Hace  años, cuando desapareció de su hotel la niña Madeleine McCann, se desató un tsunami de psicosis colectiva que llegó a inundar, incluso, los parques infantiles de este tranquilo rincón del noroeste. Donde antes había niños jugando alegremente y madres ociosas que charlaban de sus asuntos, y padres aburridos que desarrollaban sus análisis futbolísticos, de pronto se implantó un régimen de campo de concentración en el que los niños se volvieron reos estrictamente vigilados, y los progenitores, guardias apostados en las torretas que iluminaban con los focos. Sólo faltó rodear los recintos con alambres de espino, y acreditar el libro de familia para poder acceder a ellos. Fueron unos años muy raros, neurotizados, que a mí me pillaron en plena faena del parquear, sin creer del todo lo que pasaba a mi alrededor. Una cosa era la responsabilidad y otra, muy distinta, aquella angustia que alteraba los nervios y las conductas. Niños habían desaparecido toda la vida, desde que el mundo es mundo, pero es como si la pobre Madeleine, que sonreía desde los carteles con cara de muñeca, viniera a recordarnos que nadie estaba a salvo de la desgracia, y que si  tal cosa podía sucederle a una niña rubia de sonrisa angelical, qué no podría pasarle a nuestros retoños ibéricos, mucho más feos y prosaicos.

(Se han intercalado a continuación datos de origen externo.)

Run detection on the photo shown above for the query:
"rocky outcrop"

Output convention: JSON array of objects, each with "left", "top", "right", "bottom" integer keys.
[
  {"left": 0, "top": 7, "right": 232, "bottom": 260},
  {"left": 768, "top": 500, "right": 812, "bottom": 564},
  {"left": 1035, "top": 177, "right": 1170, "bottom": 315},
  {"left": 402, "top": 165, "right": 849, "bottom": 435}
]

    Alguien que buscaba la publicidad facilona ha tenido la mala idea de anunciar The Missing como una especie de versión encubierta del caso Madeleine. Sí, hay un niño desaparecido, y sí, sus padres son dos británicos pudientes que están de vacaciones. Pero ahí terminan las similitudes. La desaparición de Oliver Hughes no da lugar a un circo mediático, ni a una búsqueda internacional. Ni a un melodrama muy propicio para un telefilm de sobremesa. La ausencia de Oliver Hughes es un terremoto muy localizado que altera o destroza la vida de muy pocas personas: de los padres desconsolados, de los policías atribulados, de los sospechosos perseguidos. Nadie volverá a ser el mismo tras el terrible suceso. En The Missing no existen los colores, ni siquiera el blanco y el negro: todo es gris, sórdido, inquietante. Casi siempre llueve, o está nublado, o sale un sol impropio para la circunstancia. Víctimas y verdugos, amigos y observadores, todo el mundo esconde un pasado, una vergüenza, un acto inconfesable. El paisaje moral es deprimente. Y la serie, que además termina y acaba, para respiro del teleadicto que se agradece mucho, es cojonuda.